Biotech is a breathtakingly risky field in any nation. Two
of China's five listed biotechs deal in traditional Chinese
herbal remedies and foods which now go under the more respectable
name: nutraceuticals. There may be more stability and future
strength in the few listed companies that deal in laboratory
equipment, and hepatitis vaccines.
IS INVESTING WITHOUT A SAFETY NET (THE BAD?)
In general, we prefer to invest in companies that generate dividends.
Dividends are a sign of stability, dependable cash flow, and they tend
to smooth out the volatility of emerging market stocks to provide investors
with greater stability and more reliable returns.
Chinese
Internet based stocks generally do not fall into our value-investing
model. It is true that there are estimated to be 100 million
Internet users in China, and that number is probably an underestimate.
The sector is expected to have brought in about $2 billion
in total revenues in 2008. But, by Chinese standards, these
are very small numbers, split among many providers.
The fantastic claims made by some Chinese Internet stock promoters do
not stand up to serious scrutiny.
Examples:
eLong (LONG) is an Internet travel service which has enjoyed a
rise from a 52-week low of $8 to a current value in the $14 range. There's
nothing wrong with a 50% gain in one year, but look a little closer. The
share price is off sharply from its $24 price peak at the company's IPO
in the fall of 2004. Its volatility is hair-raising.
In its most recent earnings report, the company touted a 53% revenue
increase in the previous quarter, and shares rose almost 12% on the news.
These sound like impressive gains, but the hard fact is that eLong lost
money last quarter, and it lost $0.31 per share in the past year. So much
for big revenue increases.
Let's take a look at another big player: Shanda Interactive Entertainment (SNDA). The description of this company sounds fantastic: Shanda Interactive Entertainment (SNDA) is the largest Internet game company in the Shanda offers a portfolio of online games that users play over the Internet. Shanda controls 50% of this market and is able to accommodate more than a million players interacting simultaneously. But its shares are in a nosedive. Just over a year ago, Shanda's shares peaked above $40 as the popularity of Internet games grew. But tastes change, and free games are now becoming more popular in China.
PROFITS FROM UGLY PENNIES?
Above all, we encourage readers to be cautious about Chinese penny stocks.
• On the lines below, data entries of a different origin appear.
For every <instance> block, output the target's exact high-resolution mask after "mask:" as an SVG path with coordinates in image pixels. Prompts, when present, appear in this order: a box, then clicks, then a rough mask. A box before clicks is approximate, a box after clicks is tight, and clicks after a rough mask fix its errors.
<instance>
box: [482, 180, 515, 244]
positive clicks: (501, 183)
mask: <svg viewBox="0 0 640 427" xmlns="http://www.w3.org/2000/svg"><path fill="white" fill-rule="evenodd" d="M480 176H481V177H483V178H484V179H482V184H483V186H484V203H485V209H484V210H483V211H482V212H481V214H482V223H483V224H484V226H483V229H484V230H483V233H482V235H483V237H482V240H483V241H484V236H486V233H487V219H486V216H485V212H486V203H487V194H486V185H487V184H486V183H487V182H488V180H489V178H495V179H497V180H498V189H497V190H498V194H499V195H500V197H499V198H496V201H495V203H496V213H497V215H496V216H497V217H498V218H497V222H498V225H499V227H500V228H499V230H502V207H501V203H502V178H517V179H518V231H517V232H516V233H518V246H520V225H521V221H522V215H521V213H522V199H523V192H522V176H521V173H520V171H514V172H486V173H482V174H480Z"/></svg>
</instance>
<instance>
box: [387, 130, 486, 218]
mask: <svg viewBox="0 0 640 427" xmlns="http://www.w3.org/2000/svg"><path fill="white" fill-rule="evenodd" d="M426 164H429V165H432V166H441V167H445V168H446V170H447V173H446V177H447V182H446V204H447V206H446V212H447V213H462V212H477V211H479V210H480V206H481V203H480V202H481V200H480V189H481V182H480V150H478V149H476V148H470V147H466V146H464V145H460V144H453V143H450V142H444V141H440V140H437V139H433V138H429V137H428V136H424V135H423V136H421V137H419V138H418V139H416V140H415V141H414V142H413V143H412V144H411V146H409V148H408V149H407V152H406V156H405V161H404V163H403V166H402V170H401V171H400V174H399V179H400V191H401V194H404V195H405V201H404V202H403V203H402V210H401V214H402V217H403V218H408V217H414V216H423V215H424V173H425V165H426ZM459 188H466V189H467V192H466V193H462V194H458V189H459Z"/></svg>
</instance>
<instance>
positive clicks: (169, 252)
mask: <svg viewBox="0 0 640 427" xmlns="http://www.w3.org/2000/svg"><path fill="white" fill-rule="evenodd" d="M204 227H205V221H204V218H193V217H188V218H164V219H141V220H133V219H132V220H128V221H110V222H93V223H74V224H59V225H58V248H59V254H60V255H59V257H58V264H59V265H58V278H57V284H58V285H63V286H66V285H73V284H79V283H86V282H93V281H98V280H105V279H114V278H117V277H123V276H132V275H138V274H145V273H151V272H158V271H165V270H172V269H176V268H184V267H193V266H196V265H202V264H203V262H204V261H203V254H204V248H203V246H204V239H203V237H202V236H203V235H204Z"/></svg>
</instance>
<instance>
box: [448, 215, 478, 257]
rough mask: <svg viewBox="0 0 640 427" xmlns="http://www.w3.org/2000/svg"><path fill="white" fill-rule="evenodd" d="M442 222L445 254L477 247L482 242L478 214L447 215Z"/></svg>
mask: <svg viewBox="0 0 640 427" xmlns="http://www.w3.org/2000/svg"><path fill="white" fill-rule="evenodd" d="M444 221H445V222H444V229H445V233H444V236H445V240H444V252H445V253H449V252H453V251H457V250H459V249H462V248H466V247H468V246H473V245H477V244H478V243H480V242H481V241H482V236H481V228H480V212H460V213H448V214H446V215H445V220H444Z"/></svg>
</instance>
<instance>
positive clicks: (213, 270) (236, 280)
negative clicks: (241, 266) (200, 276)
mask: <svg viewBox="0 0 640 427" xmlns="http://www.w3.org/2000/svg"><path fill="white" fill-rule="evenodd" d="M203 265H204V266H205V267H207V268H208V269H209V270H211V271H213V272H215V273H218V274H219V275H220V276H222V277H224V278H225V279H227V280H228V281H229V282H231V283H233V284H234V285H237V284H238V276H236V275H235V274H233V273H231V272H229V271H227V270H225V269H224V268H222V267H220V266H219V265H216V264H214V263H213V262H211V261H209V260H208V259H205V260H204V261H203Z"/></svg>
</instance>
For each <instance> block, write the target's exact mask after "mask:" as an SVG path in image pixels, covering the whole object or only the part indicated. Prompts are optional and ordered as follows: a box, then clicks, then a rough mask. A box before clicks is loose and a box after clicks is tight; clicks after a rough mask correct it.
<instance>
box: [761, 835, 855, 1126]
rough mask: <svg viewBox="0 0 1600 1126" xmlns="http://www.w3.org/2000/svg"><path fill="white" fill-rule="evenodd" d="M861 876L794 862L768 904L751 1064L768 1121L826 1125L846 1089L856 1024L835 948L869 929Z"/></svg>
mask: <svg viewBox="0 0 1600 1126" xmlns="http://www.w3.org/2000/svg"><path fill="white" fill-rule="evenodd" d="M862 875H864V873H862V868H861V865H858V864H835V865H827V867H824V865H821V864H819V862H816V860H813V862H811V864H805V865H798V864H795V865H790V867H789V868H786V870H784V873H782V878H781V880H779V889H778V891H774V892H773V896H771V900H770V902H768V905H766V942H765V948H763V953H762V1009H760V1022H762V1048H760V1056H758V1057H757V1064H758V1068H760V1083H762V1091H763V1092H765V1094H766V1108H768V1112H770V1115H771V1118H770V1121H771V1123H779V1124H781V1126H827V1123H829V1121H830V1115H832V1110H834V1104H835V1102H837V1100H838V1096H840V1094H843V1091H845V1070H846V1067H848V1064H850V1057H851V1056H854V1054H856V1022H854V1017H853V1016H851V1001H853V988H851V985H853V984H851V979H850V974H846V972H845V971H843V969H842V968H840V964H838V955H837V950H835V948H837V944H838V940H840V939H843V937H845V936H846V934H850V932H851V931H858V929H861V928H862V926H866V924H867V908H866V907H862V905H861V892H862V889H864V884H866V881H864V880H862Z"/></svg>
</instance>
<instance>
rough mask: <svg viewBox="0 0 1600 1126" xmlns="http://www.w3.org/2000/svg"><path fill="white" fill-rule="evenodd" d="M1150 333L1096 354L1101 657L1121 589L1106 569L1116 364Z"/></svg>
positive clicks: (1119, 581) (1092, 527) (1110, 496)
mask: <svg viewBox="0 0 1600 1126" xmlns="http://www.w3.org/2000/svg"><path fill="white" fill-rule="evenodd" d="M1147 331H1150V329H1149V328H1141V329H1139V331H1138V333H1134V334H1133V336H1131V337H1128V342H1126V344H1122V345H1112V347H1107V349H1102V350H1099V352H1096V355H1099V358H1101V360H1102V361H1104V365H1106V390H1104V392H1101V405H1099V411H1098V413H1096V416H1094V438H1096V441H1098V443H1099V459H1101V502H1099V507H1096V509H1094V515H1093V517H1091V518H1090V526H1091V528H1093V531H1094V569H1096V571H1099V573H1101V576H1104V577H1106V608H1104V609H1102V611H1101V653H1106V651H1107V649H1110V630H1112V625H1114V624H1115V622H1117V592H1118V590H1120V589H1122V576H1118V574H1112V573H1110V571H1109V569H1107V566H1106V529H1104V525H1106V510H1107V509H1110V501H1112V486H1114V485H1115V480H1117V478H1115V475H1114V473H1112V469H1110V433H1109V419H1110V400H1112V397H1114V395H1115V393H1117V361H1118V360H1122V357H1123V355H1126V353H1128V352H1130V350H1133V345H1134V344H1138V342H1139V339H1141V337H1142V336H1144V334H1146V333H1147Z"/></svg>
Look out for companies that are traded on Pink Sheets or as over-the-counter "Bulletin Board" stocks (You will see PK or BB in the stock's symbol if it is one of these).
Some entrepreneurs are capitalizing on the Chinese stock boom by conducting what they call "reverse mergers." A reverse merger allows a stock promoter to sell shares in a Chinese company without the usual legal and regulatory formalities. It works like this:
The promoter begins by looking for a home for his Chinese venture, perhaps a defunct silver mine far from the prying eyes of any investment firm that might wish to conduct due diligence. Next, the promoter finds a defunct American company that is still tradable on U.S. soil. Buying the American firm for next to nothing, the promoter then instructs the American shell to purchase the Chinese venture.
After that, all if takes is a bit of paperwork and a name change. A defunct technology firm in California can be transformed into a Chinese mining firm and marketed to investors. Of course the promoter sells out after he has made a profit, and the remaining stockholders are left holding what may be an empty and worthless shell.
WHAT TO DO NEXT
The rules are simple, and they boil down to a few guidelines. Stay away from speculative ventures, penny stocks and emerging market stocks on the Pink Sheets.
Stick to ADRs which trade just like stocks on the New York Exchange and the NASDAQ.
Finally, don't go it alone. Consult a professional financial advisor, a CPA or a respected source before you venture into any emerging market. You'll need help to tell the "Good" from the "Bad and the just plain "Ugly."